Safran, Albertson Professor of Middle Eastern Studies, refused to discuss the book's funding in an interview last night.
Safran, a member of the Government Department faculty, has come under investigation by Harvard officials for failing to inform the University of an approximately $50,000 CIA grant, which Safran said he accepted for a closed conference next week on Islam and Muslim politics.
Faculty rules require Harvard professors to inform it of all outside funding in advance. Rules also require professors to pay the University a two-third share of all outside grants to help defray overhead costs incurred by the University.
Safran met with Dean of the Faculty of Arts and Sciences A. Michael Spence yesterday to answer the dean's questions about the conference funding, which Spence said Wednesday were "a matter of serious concern to me."
Safran said yesterday that he told Spence that he "was at fault in not informing the University that we are holding the conference."
"There is no attempt to cheat the University out of any money, but it is a convienient way of getting funding for the center with no strings attached," Safran said.
Harvard officials said that the fact of CIA sponsorship was not of unusual concern, since the CIA is but one of numerous federal agencies which support campus research projects.
But, officials with the Office for Sponsored Research said Wednesday, they have no record of any communication from Safran informing them of the CIA conference grant.
Officials indicated that Safran might have violated Harvard funding routines by failing to inform them of the grant, but it is unclear whether Spence or any other official has determined this for certain.
Safran last night disputed the statements of officials who say they have been unaware of the CIA conference grant, saying that he informed Harvard of the grant last month. He said he received the grant in the spring, after discussing his idea for the conference with "an agency man who was around at the time."

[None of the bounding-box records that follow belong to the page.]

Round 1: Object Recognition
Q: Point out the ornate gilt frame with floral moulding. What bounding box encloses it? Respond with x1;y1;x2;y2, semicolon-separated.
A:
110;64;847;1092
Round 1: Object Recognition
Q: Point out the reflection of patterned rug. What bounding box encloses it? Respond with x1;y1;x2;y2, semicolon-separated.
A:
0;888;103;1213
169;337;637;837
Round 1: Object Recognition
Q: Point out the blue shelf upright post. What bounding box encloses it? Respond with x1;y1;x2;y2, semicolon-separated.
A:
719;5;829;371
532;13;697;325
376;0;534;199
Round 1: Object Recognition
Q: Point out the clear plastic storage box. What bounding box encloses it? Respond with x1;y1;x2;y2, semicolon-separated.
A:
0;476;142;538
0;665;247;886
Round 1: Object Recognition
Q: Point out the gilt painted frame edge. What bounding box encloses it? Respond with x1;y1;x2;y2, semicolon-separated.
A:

Safran also said Wednesday that he accepted CIA funding for a conference last year on the Persian Gulf. But last night, Safran reversed himself, denying in an interview his initial statements and saying that the Persian Gulf conference was not funded with CIA money. He would not say where money for that conference came from.
In today's Boston Globe, Safran is quoted as saying that yesterday's Crimson story about the CIA funding of the conference made "gross distortions." The Globe said he declined to confirm or deny any specific statements published in The Crimson's account.
Spence refused any comment yesterday beyond his Wednesday statement in which he said he was investigating the conference funding. Spence told The Globe, however, that he would widen his probe of Safran's handling of the initial CIA grant to investigate additional concerns about the grant for the book.
The CIA has refused to comment about the grants.
Gary Samore, a former Harvard graduate student credited by Safran in the book's preface, said last night that during the three-to-four-year period he worked for the professor, Safran did not tell him he had received CIA money.
Samore, who now lives in California, said he was only aware that the Rand Corporation, a California think-tank, had provided money for the book.
Samore said that when he began working on the book around 1980, the Rand Corporation provided his salary. Subsequently, Samore said, he entered a Harvard graduate program, where he worked as a research assistant on the book for Safran and was paid out of Harvard coffers.
According to Safran, the CIA-funded conference scheduled for the Faculty Club next Tuesday and Wednesday will draw about 90 prominent Middle Eastern scholars from around the world. Conference proceedings will be off-the-record and closed to the public and press, but Safran said results of the meetings will eventually be published.
Nearly a dozen conference participants contacted this week said they were unaware that the CIA had provided funding for the event. But one participant, Daniel Pipes, a former Harvard junior faculty member now teaching at the Naval War College in Newport, R.I., said he has been aware of the source of the funding but that it was not of concern to him.
In light of the Spence investigation of Safran's CIA funding, however, several Harvard scholars connected with the Middle Eastern Studies Center said yesterday they were surprised and concerned that Safran would have solicited CIA funding.
The scholars, some of them former directors of the research center, said they do not believe the center had accepted funding from the CIA in at least a decade. They said that grants from the CIA, Middle Eastern governments and other "interested parties" were rejected by the center because of a perceived "conflict of interest," one source said.
Gilbert Fuchsberg assisted in this report.